At the age of fourteen, Hélio Gracie, the youngest of the Gracie family, moved into a house in Botafogo with his brothers where they lived and taught traditional Japanese ju jitsu. Following medical prescriptions, Hélio would spend the next few years merely observing his brothers training and teaching, since by nature fragile of constitution. Over time, Hélio Gracie gradually developed Gracie Jiu Jitsu as a softer and more pragmatic adaptation of judo, as he was unable to perform many movements which required to oppose the opponent's strength directly. Over the years Hélio Gracie developed a system that focused on ground combat, as opposed to judo which emphasized throwing techniques.
Years later Hélio Gracie challenged the legendary judoka Masahiko Kimura. In her book "My Judo", Kimura recounts that he considered Hélio a 6th dan of judo at the time of his meeting with him in 1951 see extract. However, there is no Kodokan record attesting to any rank in judo awarded to Hélio Gracie, however it is not unusual for a foreign judoka to have a current rank higher than the one officially recognized and attested by the Kodokan, as the degrees of the Kodokan are maintained independently and require stricter requirements.
Although Brazilian Jiu-Jitsu is largely identified with the Gracie family, there is another prominent branch derived from Maeda through another Brazilian student, Luis França. This school was particularly represented by Oswaldo Fadda. Fadda and his pupils were famous for their influential use of foot levers and currently the school survives through Fadda's connections with teams such as the Nova União or the Grappling Fight Team.
Hélio Gracie participated in numerous submission-based competitions from which he often came out the winner. A defeat (in Brazil in 1951) was achieved when the Japanese judoka Masahiko Kimura was challenged by Gracie; the resonance of this defeat was such that his surname was used by Gracie and their students to indicate the key to the arm with which he defeated Hélio, the kimura. The Gracie family continued to develop the system through the 20th century, often fighting in full-contact fights of the vale tudo tournaments, precursors of today's mixed martial arts. During these years the focus on ground combat was increased and techniques were refined.
BJJ allows all the techniques that judo admits to bring combat to the ground, in the form of throws and throws. The BJJ also admits all wrestling techniques, sambo or any other wrestling art; including direct attempts to throw by grabbing the legs. BJJ differs from judo in that it allows an athlete to drag the opponent to the ground and also to throw himself at it, provided he has a grip. Kodokan judo provides competitions with similar rules, called kosen (short for Kōtō senmon gakkō), initially aimed at students aged 15 to 20 as it was considered safer, which allows an athlete to bring the fight to the ground in any way and to continue it without interruption. Due to this similarity with Brazilian Jiu Jitsu, kosen judo has had a certain renewal of interest in recent years.

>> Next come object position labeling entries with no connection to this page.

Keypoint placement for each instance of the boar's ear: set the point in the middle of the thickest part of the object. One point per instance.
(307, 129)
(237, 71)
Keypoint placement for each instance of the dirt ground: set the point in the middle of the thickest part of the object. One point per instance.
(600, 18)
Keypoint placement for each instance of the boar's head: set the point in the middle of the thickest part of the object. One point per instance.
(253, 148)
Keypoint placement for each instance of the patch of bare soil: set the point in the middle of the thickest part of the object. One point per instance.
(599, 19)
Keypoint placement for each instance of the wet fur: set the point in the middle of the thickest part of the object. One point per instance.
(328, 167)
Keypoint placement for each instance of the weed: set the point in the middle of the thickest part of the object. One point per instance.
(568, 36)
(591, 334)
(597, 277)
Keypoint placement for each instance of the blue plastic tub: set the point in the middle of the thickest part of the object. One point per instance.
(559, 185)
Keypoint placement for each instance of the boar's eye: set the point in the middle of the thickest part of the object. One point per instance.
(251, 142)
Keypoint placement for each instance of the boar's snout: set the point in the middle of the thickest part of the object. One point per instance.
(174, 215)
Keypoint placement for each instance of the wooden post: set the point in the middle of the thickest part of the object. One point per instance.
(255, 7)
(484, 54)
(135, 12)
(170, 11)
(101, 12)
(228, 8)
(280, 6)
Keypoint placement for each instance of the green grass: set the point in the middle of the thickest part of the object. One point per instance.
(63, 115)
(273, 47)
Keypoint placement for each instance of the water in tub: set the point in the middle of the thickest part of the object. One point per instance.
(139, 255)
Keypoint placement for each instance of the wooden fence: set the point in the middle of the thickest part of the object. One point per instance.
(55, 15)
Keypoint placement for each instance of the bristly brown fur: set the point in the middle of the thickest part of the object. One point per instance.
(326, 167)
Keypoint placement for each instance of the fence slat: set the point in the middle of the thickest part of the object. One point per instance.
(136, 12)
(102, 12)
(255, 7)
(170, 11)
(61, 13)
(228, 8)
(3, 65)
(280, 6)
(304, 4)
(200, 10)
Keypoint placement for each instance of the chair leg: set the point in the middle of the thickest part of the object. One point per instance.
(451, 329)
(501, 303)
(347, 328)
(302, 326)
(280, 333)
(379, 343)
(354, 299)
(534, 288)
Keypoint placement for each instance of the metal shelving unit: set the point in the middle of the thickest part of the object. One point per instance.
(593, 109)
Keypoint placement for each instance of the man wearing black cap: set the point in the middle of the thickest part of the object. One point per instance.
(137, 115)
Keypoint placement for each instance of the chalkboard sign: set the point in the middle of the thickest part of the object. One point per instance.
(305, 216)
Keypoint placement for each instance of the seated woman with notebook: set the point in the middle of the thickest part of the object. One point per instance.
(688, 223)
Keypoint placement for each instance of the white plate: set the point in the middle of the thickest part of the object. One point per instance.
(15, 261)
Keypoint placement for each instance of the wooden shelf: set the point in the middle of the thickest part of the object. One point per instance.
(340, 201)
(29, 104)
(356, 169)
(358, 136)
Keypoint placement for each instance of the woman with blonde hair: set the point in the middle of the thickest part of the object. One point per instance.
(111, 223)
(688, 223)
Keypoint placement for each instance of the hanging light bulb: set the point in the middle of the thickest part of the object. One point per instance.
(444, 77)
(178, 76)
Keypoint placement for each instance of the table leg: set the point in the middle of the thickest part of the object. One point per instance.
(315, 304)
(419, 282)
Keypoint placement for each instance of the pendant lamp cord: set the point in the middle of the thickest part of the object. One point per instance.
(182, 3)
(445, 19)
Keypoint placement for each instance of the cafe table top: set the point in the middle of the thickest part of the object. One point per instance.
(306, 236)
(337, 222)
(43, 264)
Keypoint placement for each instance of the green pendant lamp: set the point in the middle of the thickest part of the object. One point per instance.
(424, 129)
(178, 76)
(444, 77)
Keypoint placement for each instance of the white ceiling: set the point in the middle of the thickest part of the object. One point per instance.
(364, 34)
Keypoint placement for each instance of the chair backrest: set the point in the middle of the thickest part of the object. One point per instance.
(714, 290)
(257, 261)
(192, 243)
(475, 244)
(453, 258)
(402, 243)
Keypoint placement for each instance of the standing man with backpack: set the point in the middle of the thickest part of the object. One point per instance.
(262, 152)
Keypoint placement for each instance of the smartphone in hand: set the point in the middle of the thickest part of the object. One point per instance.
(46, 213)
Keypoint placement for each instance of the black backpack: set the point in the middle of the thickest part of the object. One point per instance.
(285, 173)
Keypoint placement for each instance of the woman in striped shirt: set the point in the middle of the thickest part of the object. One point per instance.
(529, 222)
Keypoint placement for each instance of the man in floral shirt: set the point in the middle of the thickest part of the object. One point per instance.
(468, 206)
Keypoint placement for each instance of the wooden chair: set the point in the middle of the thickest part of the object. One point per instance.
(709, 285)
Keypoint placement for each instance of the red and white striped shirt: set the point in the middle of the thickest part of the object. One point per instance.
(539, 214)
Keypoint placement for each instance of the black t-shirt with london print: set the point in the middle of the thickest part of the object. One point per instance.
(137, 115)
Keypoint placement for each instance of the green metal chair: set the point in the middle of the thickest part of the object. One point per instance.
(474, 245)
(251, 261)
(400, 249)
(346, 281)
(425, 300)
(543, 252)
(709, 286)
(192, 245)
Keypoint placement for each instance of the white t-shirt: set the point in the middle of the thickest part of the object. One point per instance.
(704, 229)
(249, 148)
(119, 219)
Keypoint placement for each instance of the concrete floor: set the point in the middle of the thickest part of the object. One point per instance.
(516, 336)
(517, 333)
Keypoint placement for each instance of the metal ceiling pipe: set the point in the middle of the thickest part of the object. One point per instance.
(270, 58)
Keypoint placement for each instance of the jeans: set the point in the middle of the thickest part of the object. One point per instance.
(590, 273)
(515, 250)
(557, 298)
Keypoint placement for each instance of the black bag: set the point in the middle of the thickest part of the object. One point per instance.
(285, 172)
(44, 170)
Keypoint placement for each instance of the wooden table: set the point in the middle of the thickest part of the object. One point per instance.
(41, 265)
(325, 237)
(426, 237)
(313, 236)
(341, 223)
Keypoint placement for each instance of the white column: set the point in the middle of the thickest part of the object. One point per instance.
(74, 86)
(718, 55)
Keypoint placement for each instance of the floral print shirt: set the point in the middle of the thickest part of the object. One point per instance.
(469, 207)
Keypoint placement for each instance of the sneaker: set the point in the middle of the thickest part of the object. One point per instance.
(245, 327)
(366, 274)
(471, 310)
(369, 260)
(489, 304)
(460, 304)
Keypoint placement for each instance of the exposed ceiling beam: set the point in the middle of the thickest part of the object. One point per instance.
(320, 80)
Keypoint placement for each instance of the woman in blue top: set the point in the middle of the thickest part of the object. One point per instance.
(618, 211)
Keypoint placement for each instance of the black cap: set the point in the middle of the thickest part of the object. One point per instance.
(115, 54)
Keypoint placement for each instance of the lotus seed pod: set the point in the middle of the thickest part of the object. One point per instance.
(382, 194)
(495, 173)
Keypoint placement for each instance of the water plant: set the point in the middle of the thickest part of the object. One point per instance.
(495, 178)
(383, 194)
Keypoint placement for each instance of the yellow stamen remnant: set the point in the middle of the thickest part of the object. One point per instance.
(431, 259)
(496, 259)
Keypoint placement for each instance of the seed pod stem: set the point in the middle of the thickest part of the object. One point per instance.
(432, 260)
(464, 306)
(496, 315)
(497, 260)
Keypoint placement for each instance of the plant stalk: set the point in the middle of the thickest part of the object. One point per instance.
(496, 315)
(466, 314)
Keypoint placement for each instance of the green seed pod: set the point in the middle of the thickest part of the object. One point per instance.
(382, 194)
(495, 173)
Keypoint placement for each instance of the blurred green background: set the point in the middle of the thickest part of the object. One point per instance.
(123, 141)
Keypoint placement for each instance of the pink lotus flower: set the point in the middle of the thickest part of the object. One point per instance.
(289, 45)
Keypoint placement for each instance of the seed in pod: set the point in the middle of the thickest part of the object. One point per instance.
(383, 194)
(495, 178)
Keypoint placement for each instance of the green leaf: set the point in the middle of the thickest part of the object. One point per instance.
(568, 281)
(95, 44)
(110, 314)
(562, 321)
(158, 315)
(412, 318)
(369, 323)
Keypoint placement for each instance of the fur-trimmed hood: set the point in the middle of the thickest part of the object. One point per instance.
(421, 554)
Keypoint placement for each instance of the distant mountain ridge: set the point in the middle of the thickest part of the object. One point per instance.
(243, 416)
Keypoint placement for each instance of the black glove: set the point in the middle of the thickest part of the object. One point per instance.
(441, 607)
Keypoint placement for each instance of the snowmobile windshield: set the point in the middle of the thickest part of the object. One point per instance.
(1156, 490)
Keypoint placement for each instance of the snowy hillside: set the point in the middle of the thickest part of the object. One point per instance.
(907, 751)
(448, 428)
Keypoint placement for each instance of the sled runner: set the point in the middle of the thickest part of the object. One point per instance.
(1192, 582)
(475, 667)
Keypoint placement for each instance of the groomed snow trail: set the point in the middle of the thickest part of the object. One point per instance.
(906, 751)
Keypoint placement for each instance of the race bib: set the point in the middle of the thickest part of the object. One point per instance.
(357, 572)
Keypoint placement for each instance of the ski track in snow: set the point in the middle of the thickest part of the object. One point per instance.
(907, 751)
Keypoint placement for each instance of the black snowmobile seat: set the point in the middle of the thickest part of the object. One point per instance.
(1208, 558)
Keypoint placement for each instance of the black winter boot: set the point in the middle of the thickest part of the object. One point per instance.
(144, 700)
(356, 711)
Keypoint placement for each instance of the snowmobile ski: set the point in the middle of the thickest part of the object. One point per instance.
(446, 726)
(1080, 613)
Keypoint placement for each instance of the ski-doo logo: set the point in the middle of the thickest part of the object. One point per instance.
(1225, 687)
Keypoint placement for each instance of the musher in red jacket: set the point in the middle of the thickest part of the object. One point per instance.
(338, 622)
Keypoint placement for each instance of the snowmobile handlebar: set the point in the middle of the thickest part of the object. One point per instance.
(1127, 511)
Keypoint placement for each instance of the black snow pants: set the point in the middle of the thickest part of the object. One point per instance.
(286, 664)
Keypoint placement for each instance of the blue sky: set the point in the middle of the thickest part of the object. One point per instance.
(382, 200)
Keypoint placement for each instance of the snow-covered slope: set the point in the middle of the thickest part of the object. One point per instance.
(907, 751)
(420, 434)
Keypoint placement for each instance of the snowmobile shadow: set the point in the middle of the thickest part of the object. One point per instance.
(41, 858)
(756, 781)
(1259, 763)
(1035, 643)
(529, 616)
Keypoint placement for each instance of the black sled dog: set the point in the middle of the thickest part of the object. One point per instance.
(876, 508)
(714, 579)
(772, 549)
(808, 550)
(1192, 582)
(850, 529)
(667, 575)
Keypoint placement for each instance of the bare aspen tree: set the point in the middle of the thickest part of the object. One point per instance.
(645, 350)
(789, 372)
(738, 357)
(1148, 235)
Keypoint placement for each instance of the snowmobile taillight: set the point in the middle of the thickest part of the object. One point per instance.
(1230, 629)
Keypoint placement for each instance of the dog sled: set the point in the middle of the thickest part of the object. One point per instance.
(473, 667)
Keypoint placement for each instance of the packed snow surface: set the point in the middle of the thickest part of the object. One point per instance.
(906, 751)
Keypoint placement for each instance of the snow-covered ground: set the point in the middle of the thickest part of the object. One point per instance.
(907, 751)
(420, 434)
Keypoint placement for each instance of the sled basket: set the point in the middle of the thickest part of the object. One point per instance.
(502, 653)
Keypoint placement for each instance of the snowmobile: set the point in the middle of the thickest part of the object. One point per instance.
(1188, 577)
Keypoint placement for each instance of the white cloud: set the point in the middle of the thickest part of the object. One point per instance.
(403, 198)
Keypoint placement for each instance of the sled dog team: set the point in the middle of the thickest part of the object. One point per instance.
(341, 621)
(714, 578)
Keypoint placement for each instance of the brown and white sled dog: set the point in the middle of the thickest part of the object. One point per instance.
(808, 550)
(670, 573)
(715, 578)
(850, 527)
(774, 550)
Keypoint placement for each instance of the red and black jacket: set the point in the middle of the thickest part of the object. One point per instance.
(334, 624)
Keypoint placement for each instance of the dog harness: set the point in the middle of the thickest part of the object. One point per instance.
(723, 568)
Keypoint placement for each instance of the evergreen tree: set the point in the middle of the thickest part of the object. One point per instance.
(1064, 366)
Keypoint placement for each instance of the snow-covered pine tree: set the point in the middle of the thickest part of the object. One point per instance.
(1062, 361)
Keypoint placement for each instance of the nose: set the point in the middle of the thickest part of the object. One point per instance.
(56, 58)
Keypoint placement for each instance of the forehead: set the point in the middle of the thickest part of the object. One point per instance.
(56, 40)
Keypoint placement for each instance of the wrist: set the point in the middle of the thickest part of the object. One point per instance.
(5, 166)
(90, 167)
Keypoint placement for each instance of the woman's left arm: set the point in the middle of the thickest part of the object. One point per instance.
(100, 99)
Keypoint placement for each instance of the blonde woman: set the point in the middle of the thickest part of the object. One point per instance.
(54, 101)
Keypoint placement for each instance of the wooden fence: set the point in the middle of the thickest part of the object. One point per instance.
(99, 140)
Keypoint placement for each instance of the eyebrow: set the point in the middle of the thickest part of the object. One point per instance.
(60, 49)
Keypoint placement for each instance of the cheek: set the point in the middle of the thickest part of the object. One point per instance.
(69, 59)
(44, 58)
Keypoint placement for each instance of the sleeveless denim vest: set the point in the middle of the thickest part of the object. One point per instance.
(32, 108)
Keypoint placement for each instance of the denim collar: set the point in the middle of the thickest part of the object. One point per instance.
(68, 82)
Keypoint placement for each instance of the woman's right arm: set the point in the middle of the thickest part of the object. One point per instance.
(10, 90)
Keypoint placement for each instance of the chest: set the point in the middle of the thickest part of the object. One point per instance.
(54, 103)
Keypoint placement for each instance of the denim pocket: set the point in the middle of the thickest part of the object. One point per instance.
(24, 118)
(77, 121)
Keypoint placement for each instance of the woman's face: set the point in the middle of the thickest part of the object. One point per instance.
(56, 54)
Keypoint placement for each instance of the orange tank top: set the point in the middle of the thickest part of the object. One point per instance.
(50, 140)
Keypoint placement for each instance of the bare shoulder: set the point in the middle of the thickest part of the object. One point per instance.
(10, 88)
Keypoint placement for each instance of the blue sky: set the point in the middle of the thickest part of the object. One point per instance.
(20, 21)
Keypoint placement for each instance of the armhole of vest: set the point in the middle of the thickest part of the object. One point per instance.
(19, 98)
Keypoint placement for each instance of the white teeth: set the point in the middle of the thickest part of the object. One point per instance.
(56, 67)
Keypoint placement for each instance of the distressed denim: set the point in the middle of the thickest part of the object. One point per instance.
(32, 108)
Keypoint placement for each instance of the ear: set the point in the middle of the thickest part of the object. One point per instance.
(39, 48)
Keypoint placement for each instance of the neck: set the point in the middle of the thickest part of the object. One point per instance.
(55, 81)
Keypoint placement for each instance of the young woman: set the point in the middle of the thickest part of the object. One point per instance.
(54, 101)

Since judo was introduced in Brazil, it has undergone several changes in the rules - some to enhance its spectacle, others to improve safety. Many of these rules have greatly de-emphasized the ground-fighting aspects of judo, while others have reduced the range of levers and joint keys allowed or when they can be applied. Brazilian jujitsu never followed these regulatory changes, giving rise to a divergence which then resulted in a distinct identity as an art and discipline, although still recognizable as linked to judo. Other factors that contributed towards BJJ's stylistic divergence from sports judo include the Gracie's desire to create a national martial art that would influence Brazilian culture and the family's emphasis on full contact combat.
Nowadays, the main difference between Brazilian jujutsu styles is between the traditional Gracie Jiu-Jitsu, which places more emphasis on self-defense, and sports BJJ's orientation towards competition. There is a large commonality of techniques between the two. Furthermore, there is a great variety of ideals in the training of the different schools in terms of the use of control or finalization techniques, of greater physicality or greater technicality. The regulatory differences developed in comparison to judo and the scoring mechanism are designed to give the BJJ a more practical emphasis by rewarding control positions from which the wrestler could theoretically strike the opponent in a real fight.
Helio Gracie Vs Masahiko Kimura
Masahiko Kimura wins against Helio Gracie
In the 1980s, prominent members of the Gracie family emigrated to the USA where they organized interstile tournaments, in which they challenged fighters from other systems. This type of fighting almost without rules was widespread in Brazil with the name vale tudo (in Brazilian "everything is worth it") and on the model of the television program that conveyed these challenges, the very famous Ultimate Fighting Championship was born, held for the first time in 1993. Thanks at this event the effectiveness of Brazilian jiu jitsu was shown to the world: although at the time the predictions gave the disciplines that use percussion (boxing, kickboxing, etc.) as favorites, Royce Gracie, called to represent the style of jiu jitsu created by his father Helio, against all odds he managed to beat all the fighters of the tournament, including the physically strongest and by far the heaviest. The great celebrity triggered by the strength of the American mass media therefore made BJJ a famous sport all over the world and since that time its spread has increased exponentially. Today the international BJJ movement is in fact constantly growing, both as a sport in itself (where percussion is forbidden) and as a fundamental element in the preparation of MMA (Mixed Martial Arts) fighters, a sport of maximum contact derived from the original Brazilian Vale tudo. who have achieved the greatest fame in leagues such as UFC, Pride, etc.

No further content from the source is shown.